[PATCH] x86/kvm/mmu: make mmu->prev_roots cache work for NPT case

From: Vitaly Kuznetsov
Date: Fri Feb 22 2019 - 11:46:22 EST


I noticed that fast_cr3_switch() always fails when we switch back from L2
to L1 as it is not able to find a cached root. This is odd: host's CR3
usually stays the same, we expect to always follow the fast path. Turns
out the problem is that page role is always mismatched because
kvm_mmu_get_page() filters out cr4_pae when direct, the value is stored
in page header and later compared with new_role in cached_root_available().
As cr4_pae is always set in long mode prev_roots cache is dysfunctional.

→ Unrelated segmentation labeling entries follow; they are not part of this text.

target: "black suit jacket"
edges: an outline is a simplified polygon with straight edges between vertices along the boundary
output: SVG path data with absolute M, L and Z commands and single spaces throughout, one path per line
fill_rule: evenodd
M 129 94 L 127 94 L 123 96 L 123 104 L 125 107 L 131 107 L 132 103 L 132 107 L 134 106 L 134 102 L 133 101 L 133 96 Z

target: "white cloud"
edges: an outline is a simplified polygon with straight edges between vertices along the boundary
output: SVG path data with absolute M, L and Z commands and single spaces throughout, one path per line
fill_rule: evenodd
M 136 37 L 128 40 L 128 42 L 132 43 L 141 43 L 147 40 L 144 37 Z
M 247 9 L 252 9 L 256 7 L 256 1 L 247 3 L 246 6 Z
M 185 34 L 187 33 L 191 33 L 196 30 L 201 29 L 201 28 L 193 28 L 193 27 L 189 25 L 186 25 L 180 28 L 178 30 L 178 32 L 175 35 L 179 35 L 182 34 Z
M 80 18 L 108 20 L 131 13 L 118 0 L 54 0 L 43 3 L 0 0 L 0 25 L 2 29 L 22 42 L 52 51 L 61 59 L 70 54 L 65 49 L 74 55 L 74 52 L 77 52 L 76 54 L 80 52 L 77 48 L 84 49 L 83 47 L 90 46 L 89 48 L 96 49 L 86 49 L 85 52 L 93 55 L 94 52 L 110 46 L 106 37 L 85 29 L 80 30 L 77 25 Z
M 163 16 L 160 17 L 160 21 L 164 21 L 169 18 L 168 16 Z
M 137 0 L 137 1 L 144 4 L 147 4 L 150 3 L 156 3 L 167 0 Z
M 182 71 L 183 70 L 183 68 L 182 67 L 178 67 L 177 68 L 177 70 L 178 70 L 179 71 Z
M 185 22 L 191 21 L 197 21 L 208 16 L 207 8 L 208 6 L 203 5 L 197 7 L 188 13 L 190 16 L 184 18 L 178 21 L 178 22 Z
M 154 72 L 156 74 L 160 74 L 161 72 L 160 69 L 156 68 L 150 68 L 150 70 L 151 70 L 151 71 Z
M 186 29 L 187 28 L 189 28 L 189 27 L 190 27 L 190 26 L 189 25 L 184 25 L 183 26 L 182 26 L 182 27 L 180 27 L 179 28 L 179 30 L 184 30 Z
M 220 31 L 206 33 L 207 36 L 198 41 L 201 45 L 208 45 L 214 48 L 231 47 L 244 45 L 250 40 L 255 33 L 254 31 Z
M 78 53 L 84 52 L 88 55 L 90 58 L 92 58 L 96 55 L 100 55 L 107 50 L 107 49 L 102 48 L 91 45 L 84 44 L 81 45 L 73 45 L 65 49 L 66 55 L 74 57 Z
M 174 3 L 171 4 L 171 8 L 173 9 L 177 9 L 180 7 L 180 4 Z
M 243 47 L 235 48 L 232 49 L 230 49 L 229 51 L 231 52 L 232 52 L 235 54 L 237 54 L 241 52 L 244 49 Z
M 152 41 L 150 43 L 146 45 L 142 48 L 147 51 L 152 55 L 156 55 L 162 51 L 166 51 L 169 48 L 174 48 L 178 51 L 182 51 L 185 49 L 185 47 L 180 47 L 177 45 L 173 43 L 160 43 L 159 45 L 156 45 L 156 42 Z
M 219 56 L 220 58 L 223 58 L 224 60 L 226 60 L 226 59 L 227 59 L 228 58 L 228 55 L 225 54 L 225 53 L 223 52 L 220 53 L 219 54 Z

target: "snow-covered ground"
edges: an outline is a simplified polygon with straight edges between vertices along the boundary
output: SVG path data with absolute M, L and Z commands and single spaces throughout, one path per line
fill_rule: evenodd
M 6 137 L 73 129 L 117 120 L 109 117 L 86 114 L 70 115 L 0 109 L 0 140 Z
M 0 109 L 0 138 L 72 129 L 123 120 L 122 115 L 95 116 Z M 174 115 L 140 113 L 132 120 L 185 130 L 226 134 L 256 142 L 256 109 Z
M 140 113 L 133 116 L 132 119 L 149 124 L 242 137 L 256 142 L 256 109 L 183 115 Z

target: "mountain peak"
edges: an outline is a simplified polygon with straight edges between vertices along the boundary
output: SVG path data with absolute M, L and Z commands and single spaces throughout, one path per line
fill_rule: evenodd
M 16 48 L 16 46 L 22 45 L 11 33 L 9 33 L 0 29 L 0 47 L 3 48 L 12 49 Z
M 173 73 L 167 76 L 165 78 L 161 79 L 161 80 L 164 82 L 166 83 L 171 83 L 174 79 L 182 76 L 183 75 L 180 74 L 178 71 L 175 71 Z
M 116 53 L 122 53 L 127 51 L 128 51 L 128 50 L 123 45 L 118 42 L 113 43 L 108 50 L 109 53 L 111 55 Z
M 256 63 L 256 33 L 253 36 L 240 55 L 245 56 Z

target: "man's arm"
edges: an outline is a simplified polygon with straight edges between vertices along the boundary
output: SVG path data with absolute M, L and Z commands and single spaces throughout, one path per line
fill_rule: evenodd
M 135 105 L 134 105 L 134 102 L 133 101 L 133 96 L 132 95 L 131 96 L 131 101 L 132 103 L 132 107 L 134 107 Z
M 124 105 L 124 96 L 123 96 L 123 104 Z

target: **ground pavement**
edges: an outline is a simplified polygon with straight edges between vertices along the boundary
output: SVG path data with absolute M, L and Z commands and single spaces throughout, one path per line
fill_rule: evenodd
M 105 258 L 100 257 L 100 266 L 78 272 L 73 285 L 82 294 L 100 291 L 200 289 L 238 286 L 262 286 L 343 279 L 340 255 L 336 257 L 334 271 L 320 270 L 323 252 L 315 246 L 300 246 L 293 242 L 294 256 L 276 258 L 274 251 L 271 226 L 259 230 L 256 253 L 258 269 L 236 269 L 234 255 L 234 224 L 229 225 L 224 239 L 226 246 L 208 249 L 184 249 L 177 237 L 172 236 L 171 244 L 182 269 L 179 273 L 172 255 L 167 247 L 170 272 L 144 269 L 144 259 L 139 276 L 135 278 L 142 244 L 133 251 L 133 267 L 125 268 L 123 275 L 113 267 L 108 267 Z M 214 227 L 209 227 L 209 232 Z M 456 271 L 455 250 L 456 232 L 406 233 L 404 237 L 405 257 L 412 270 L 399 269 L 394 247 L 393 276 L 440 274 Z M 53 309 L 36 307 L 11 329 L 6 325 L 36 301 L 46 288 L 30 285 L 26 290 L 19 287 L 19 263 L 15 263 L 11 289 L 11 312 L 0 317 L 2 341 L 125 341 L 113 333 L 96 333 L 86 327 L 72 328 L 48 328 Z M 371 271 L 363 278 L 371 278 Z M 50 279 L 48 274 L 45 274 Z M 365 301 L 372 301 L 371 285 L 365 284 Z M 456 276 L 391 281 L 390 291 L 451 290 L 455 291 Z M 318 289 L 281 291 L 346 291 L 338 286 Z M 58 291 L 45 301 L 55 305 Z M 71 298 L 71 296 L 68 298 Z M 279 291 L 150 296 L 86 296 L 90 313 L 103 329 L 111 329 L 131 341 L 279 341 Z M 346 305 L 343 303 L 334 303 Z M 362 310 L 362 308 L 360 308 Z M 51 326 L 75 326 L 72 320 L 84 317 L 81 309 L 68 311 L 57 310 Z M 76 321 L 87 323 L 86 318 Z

The problem appeared after we introduced kvm_calc_mmu_role_common():
previously, we were only setting this bit for shadow MMU root but now
we set it for everything. Restore the original behavior.

Fixes: 7dcd57552008 ("x86/kvm/mmu: check if tdp/shadow MMU reconfiguration is needed")
Signed-off-by: Vitaly Kuznetsov <vkuznets@xxxxxxxxxx>
---
RFC:
Alternatively, I can suggest two solutions:
- Do not clear cr4_pae in kvm_mmu_get_page() and check direct on call sites
(detect_write_misaligned(), get_written_sptes()).
- Filter cr4_pae out when direct in kvm_mmu_new_cr3().
The code in kvm_mmu_get_page() is very ancient, I'm afraid to touch it :=)
---
arch/x86/kvm/mmu.c | 3 ++-
1 file changed, 2 insertions(+), 1 deletion(-)

diff --git a/arch/x86/kvm/mmu.c b/arch/x86/kvm/mmu.c
index f2d1d230d5b8..c729e98eee49 100644
--- a/arch/x86/kvm/mmu.c
+++ b/arch/x86/kvm/mmu.c
@@ -4791,7 +4791,6 @@ static union kvm_mmu_role kvm_calc_mmu_role_common(struct kvm_vcpu *vcpu,

role.base.access = ACC_ALL;
role.base.nxe = !!is_nx(vcpu);
- role.base.cr4_pae = !!is_pae(vcpu);
role.base.cr0_wp = is_write_protection(vcpu);
role.base.smm = is_smm(vcpu);
role.base.guest_mode = is_guest_mode(vcpu);
@@ -4871,6 +4870,8 @@ kvm_calc_shadow_mmu_root_page_role(struct kvm_vcpu *vcpu, bool base_only)
{
union kvm_mmu_role role = kvm_calc_mmu_role_common(vcpu, base_only);

+ role.base.cr4_pae = !!is_pae(vcpu);
+
role.base.smep_andnot_wp = role.ext.cr4_smep &&
!is_write_protection(vcpu);
role.base.smap_andnot_wp = role.ext.cr4_smap &&
--
2.20.1